Keadaan ini membuat Batara Hyang Pasupati kasihan
dan ingin menstabilkannya. Kala itu di Bali baru terdapat empat gunung yakni
Gunung Lempuyang di timur, Gunung Andakasa di selatan, Gunung Batukaru di barat
dan Gunung Beratan di utara. Akhirnya, untuk menstabilkan Pulau Bali, Hyang
Pasupati memotong puncak Gunung Semeru di Jawa Timur dan menancapkannya di
Pulau Bali dan Lombok. Keadaan Pulau Bali dan Lombok pun stabil.
Selanjutnya, dalam Dewa Purana disebutkan, setelah
keadaan Pulau Bali stabil, Bhatara Hyang Pasupati menyebarkan amertha berupa
lingga-lingga. Sebagai pacek (pancang) gumi Bali ditancapkan sebuah lingga di
sebuah pebukitan yang belakangan dikenal dengan nama Batu Lantang. Lingga
itulah kemudian dikenal sebagai Hyang Gunung Alas atau Hyang Kancing Gumi.
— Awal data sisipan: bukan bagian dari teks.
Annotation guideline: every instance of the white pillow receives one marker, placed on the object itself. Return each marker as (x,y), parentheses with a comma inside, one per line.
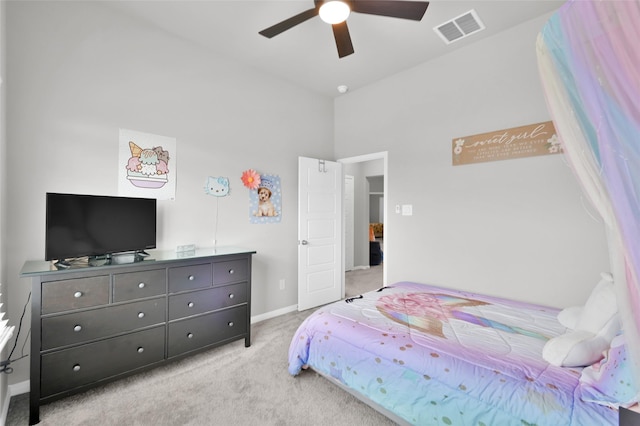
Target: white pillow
(574,349)
(600,307)
(592,328)
(569,316)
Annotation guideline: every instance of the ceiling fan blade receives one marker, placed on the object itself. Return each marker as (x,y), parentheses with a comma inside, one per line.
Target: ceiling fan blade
(289,23)
(343,39)
(413,10)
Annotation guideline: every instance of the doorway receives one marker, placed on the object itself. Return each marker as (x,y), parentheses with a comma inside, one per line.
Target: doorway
(362,276)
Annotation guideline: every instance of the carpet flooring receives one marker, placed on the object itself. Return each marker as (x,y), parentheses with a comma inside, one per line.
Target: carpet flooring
(229,385)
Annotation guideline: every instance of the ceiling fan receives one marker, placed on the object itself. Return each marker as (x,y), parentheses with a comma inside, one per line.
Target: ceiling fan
(335,12)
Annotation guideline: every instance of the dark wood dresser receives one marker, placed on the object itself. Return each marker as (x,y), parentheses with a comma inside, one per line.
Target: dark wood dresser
(94,324)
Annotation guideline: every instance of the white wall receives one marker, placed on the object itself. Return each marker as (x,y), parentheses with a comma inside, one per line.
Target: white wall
(79,72)
(3,179)
(514,228)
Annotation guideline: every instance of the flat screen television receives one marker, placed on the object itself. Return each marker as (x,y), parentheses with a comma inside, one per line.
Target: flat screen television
(96,225)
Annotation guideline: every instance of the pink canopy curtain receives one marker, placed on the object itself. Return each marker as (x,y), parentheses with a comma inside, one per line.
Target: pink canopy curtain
(589,62)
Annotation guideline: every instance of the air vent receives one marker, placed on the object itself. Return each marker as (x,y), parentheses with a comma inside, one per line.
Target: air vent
(460,27)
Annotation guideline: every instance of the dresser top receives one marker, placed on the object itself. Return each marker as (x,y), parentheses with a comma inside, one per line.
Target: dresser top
(42,267)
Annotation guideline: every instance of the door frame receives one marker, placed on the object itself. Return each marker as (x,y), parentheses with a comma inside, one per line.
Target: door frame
(383,155)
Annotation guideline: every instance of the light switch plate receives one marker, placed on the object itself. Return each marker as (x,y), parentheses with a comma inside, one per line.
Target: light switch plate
(186,247)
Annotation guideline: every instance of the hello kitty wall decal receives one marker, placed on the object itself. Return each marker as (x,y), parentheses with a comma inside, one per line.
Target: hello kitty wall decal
(147,165)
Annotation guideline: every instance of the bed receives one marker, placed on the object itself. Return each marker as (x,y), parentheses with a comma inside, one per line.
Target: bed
(427,355)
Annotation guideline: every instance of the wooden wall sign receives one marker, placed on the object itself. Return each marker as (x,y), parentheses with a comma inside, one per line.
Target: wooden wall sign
(517,142)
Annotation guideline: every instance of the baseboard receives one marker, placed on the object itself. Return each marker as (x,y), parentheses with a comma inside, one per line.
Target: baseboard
(5,409)
(355,268)
(273,314)
(19,388)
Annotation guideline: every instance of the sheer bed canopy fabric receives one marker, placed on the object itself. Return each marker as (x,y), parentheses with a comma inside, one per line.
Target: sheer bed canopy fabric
(589,63)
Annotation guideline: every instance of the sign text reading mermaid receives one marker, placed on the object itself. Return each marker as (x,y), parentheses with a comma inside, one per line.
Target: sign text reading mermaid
(525,141)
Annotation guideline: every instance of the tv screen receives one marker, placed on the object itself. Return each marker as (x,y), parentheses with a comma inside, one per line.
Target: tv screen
(94,225)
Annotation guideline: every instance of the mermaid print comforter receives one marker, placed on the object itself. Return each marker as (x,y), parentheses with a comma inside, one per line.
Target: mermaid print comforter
(436,356)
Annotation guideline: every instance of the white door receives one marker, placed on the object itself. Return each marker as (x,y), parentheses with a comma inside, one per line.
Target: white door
(349,222)
(320,272)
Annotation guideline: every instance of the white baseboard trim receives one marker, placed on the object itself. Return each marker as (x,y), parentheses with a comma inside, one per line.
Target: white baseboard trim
(19,388)
(273,314)
(361,267)
(5,409)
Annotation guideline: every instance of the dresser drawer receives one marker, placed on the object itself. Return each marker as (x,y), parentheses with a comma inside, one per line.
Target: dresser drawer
(65,295)
(201,301)
(230,271)
(79,327)
(190,277)
(194,333)
(137,285)
(70,368)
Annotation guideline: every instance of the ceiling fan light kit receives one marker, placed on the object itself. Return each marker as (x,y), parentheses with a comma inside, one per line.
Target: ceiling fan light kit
(334,12)
(412,10)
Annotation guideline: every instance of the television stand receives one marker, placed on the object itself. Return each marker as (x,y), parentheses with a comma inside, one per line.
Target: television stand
(94,325)
(126,257)
(62,264)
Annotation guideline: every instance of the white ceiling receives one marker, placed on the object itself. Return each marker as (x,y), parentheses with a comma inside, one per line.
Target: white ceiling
(306,54)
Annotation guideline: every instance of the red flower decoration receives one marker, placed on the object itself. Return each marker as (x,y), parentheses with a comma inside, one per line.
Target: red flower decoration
(250,179)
Sumber-sumber sejarah menyebutkan, sebelum dikenal istilah pura di Bali lebih
dikenal istilah hyang.
"Di Bali memang disebarkan banyak lingga. Akan
tetapi, lingga di Pura Kancing Gumi ini memiliki peranan khusus sebagai panekek
jagat," ujar Pemangku Pura Kancing Gumi, Jero Mangku Putu Cinta seperti
dilansir Balisaja.com, Kamis (4/9).
Meski begitu, hingga kini masih sulit dilacak kapan
sejatinya Pura Kancing Gumi ini didirikan. Hanya saja, berdasarkan penelitian
yang dilakukan Balai Arkeologi Denpasar dan Suaka Peninggalan Sejarah dan
Purbakala Bali-NTB-NTT-Timtim yang dilaksanakan tahun 1991 menyimpulkan lingga
yang berada di areal pura merupakan sebuah menhir. Menhir merupakan bentuk
megalitik dari zaman prasejarah yang umumnya difungsikan sebagai tempat
pemujaan.
Pura Kancing Gumi |
Struktur Pura Kancing Gumi sangatlah sederhana.
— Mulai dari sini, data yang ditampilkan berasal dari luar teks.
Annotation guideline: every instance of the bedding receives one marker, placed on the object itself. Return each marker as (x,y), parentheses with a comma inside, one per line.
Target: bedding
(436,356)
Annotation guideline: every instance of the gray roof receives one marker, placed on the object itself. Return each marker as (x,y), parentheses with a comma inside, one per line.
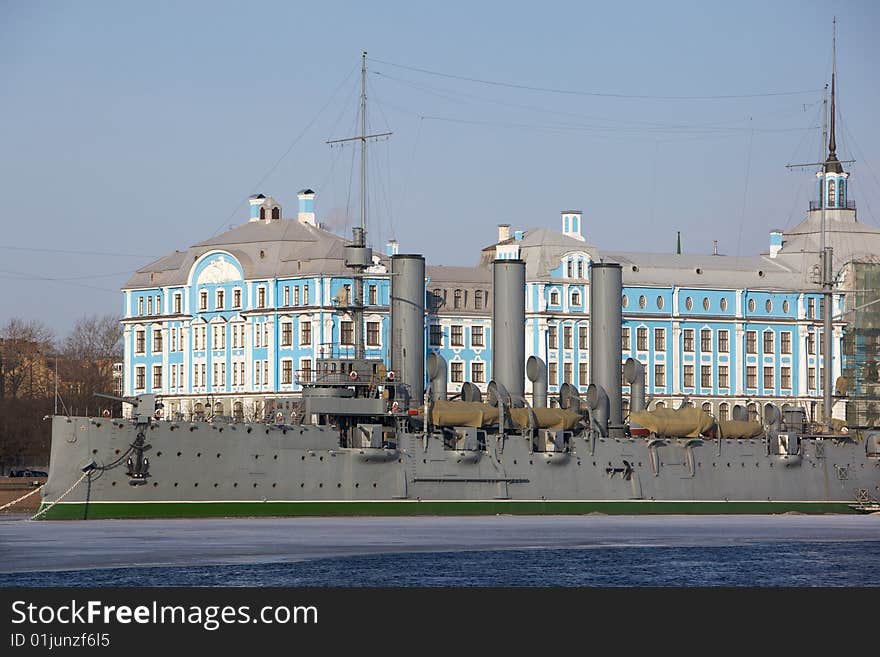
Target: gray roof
(288,248)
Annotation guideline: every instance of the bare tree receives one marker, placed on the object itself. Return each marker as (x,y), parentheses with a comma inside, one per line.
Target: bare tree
(24,345)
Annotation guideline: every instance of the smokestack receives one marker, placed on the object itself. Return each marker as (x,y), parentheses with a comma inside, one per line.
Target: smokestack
(634,374)
(508,326)
(408,323)
(606,289)
(536,370)
(437,375)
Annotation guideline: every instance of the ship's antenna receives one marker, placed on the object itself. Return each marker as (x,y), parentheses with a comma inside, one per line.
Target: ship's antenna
(358,256)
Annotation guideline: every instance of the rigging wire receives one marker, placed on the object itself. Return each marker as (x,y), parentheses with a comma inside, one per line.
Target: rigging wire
(574,92)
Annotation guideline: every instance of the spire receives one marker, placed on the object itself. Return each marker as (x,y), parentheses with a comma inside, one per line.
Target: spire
(832,165)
Areal pura tidak lebih dari empat are dengan dibatasi tembok penyengker
(pembatas). Awalnya, pembatasnya hanyalah ancak saji (pagar dari bambu).
Pelinggih atau bangunan suci utama berupa lingga yang berupa patahan batu
berjumlah sembilan. Ada juga gedong sari, catu meres, catu mujung, bale
pengaruman serta padma yang baru didirikan saat pelaksanaan karya agung. Yang
agak unik, Pura Kancing Gumi berada dalam satu areal dengan Pura Puseh, Pura
Desa dan Pura Penataran Agung.
Pengempon utama Pura Kancing Gumi yakni sekitar 42
kepala keluarga (KK) dari Desa Adat Batu Lantang. Namun, karena status pura ini
kahyangan jagat, saban kali pujawali, banyak umat dari pelosok Bali
berduyun-duyun tangkil ke pura ini.
Secara fungsional, bagi warga Desa Adat Batu
Lantang, Pura Kancing Gumi juga menjadi tempat untuk memohon keselamatan bagi
yang sakit. Begitu juga binatang piaraan atau pun tetanaman di sawah dan ladang
yang diserang hama. Pun, bila terjadi musim keramau yang berkepanjangan, ke
pura inilah warga setempat memohon hujan. Sebaliknya juga memohon menolak hujan
jika sedang dilaksanakan upacara besar.